Traditional egrep did not support the { meta-character, and some egrep
implementations support \{ instead, so portable scripts should avoid { in
grep -E patterns and should use [{] to match a literal {.
GNU grep -E attempts to support traditional usage by assuming that { is not
special if it would be the start of an invalid interval specification. For
example, the command grep -E '{1' searches for the two-character string {1
instead of reporting a syntax error in the regular expression.
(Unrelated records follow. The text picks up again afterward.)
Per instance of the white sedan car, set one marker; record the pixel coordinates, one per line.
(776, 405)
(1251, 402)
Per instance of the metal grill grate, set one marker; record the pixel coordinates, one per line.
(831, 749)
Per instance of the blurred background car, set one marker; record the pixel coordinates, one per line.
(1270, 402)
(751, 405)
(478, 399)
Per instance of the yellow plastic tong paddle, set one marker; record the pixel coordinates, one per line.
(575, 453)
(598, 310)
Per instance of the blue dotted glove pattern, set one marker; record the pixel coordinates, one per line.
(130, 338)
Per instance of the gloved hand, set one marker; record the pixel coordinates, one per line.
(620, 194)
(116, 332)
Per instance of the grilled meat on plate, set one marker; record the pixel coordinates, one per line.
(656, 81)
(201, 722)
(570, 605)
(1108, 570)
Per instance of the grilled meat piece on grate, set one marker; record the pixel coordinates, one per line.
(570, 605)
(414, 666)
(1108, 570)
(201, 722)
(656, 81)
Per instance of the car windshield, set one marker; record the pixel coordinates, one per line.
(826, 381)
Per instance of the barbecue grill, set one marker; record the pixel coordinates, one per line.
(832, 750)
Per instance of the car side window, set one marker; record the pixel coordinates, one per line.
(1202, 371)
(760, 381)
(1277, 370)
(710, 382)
POSIX.2 allows
this behavior as an extension, but portable scripts should avoid it.
Also depending on which shell you are executing in the '*' character might get expanded.
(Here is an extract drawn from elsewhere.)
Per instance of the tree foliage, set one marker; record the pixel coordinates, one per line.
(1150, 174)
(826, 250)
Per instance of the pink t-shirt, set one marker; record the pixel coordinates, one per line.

You can make use of the following command:
$ cat file
<identifier type="abc">abc:def.ghi/g1234.ab012345</identifier>
# Use -P option to enable Perl style regex \d.
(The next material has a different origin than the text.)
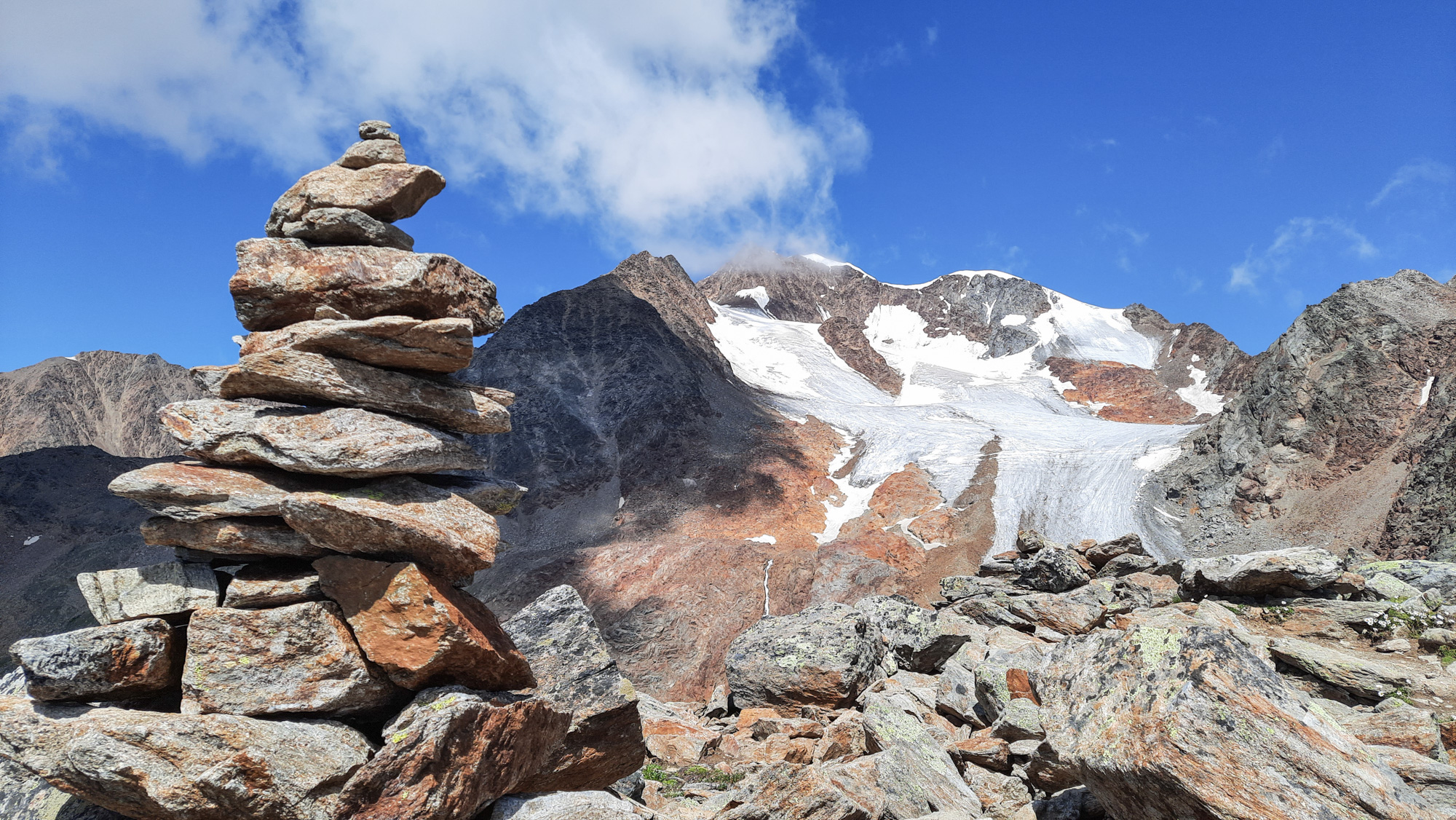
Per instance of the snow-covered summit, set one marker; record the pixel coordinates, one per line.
(986, 362)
$ grep -P '[a-z]\d{4}[a-z]*\.[a-z]*\d*' file
<identifier type="abc">abc:def.ghi/g1234.ab012345</identifier>
# to get only the part of the input that matches use -o option:
$ grep -P -o '[a-z]\d{4}[a-z]*\.[a-z]*\d*' file
g1234.ab012345
# You can use [0-9] inplace of \d and use -E option.
$ grep -E -o '[a-z][0-9]{4}[a-z]*\.[a-z]*[0-9]*' file
g1234.ab012345
$
Try this:
[a-z]\d{5}[.][a-z]{2}\d{6}
Try this expression in grep:
[a-z]\d{4}[a-z]*\.[a-z]*\d*